Après des études en France et en Colombie, diplômée de Sciences Po Paris, Emilienne Malfatto intègre l’AFP avant de partir à Chypre. En 2015, elle reçoit le Prix France Info-Revue XXI pour son reportage « Dernière escale avant la mer ». Quatre ans plus tard, son projet AlBanaat, dans le sud de l’Irak, est distingué par le Grand Prix de la photographie documentaire de l’IAFOR (The International Academic Forum au Japon). « Que sur toi se lamente le Tigre » est son premier roman, paru en septembre 2020 chez Elyzad, une maison d’édition tunisienne.

L’histoire de « Que sur toi se lamente le Tigre » se déroule dans l’Irak rural d’aujourd’hui, meurtri par les guerres. Une jeune fille au prénom inconnu, comme si au fond il importait peu, comme si quelque part elle n’était déjà plus de ce monde, commet l’interdit. Hors mariage, comme un élan de vie, la concrétisation d’un amour. Mais l’amant meurt sous les bombes alors que la jeune femme est enceinte. Derniers instants d’une vie qui doit prendre fin sous la main du grand frère, figure paternelle, réalisant l’inéluctable « crime d’honneur ». Le lecteur suit le récit d’une journée, la dernière, dans la vie de cette femme-enfant, à travers la voix de celle-ci mais également celles des membres de sa famille, celle du fleuve Tigre, porteur de la mémoire du pays et des hommes, et celle de Gilgamesh, le héros mésopotamien.

 

« Ce prix, c’est assez surréaliste »

LOKKO : Qu’est-ce que tu ressens à l’idée d’être la lauréate du Prix Goncourt du premier roman ?
Emilienne Malfatto : C’est assez surréaliste. Je ne sais pas si il y a des gens qui s’attendent à recevoir ce prix mais moi, clairement, je ne m’y attendais pas. J’ai un peu la sensation d’avoir basculé dans la quatrième dimension. C’est totalement surréaliste. Ça l’est également pour mes éditrices, qui n’ont carrément pas vu le truc venir. Le livre a enchaîné les ruptures de stock dans les magasins et il y a eu pas mal de questions de logistique à régler !



LOKKO : Pourquoi avoir choisi les éditions tunisiennes Elyzad ?

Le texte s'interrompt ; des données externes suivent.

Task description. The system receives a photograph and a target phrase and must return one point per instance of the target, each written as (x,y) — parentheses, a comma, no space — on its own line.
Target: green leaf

Emilienne Malfatto : J’ai découvert cette maison d’édition à la librairie Le Grain des mots à Montpellier, qui possède plusieurs livres de Elyzad. Je fais partie de ces gens qui, quand il n’y a pas de pandémie, reniflent les livres, aiment les toucher… Les livres sont beaux chez Elyzad, les couvertures sont belles. Les livres y ont une identité physique. Quand je me suis demandé comment j’allais faire publier ce livre, de nombreuses éditions me sont revenues en mémoire. Je n’avais pas forcément les noms des éditeurs mais certaines couvertures m’avaient marquée.

« Tout est parti d’une discussion avec un ami irakien »

LOKKO : Comment est né ce livre ?
Emilienne Malfatto : Très vite. C’est une conversation avec un ami très proche du sud de l’Irak avec qui on parle beaucoup, sur des sujets un peu ubuesques parfois, qui a tout déclenché. En fait, je ne sais pas vraiment pourquoi… je lui ai demandé ce qui se passerait si sa petite sœur tombait enceinte hors mariage. Il m’a répondu que les hommes de sa famille devraient la tuer… J’ai beaucoup de mal à m’endormir, je suis un peu insomniaque. Un jour et ça a fait tilt : je me suis dit : « il faut que j’écrive ça ». C’était déjà prêt, c’était déjà mûri. Je me rappelle avoir écrit une note sur un petit carnet que j’avais à côté de mon lit, et cette note disait déjà « il y aura Gilgamesh, il y aura le Tigre. »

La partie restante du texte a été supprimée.